Role of OPEC in Global Oil Prices Reduction

The Organization of the Petroleum Exporting Countries (OPEC) is an intergovernmental organization of twelve oil-producing countries made up of Algeria, Angola, Ecuador, Iran, Iraq, Kuwait, Libya, Nigeria, Qatar, Saudi Arabia, the United Arab Emirates, and Venezuela.

  • OPEC has twelve member countries: six in the Middle East, four in Africa, and two in South America. Every member of OPEC is a net exporter of Oil.
  • Indonesia withdrew in 2008 after it became a net importer of oil, but stated it would likely return if it became a net exporter again.
  • Ecuador joined the organisation in 1973 and left it in 1991, while Gabon, which joined the group in 1975, dissociated with it in 1995. OPEC was formed by Iran, Iraq, Saudi Arabia, Kuwait and Venezuela in Baghdad in 1960. The organisation controls nearly 40 per cent of the international crude oil trade.
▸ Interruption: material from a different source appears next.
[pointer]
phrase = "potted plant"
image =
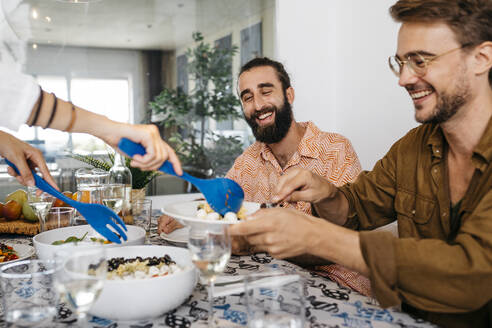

OPEC and Global Oil Prices Reduction

OPEC plays very important role in the determination of Global oil prices. OPEC is a swing producer, as this Oligopolistic group is able to increase or decrease commodity supply at minimal additional internal cost, and thus able to influence prices and balance the markets, providing downside protection in the short to middle term. Thus, the decisions of OPEC have had considerable influence on international oil prices. In 1973 energy crisis some OPEC members refused to ship oil to western countries that had supported Israel in the Yom Kippur War, which Israel had fought against Egypt and Syria. This refusal caused a fourfold increase in the price of oil, which lasted five months in 1973-74. In 1995 the OPEC nations agreed to raise crude oil prices by 10%.

OPEC raises the oil price by agreeing to reduce production. It also pursues ways and means of ensuring the stabilization of prices in international oil markets with a view to eliminating harmful and unnecessary fluctuations; giving due regard at all times to the interests of the producing nations and to the necessity of securing a steady income to the producing countries; an efficient and regular supply of petroleum to consuming nations, and a fair return on their capital to those investing in the petroleum industry. OPEC’s influence on the market has been widely criticized, since it became effective in determining production and prices.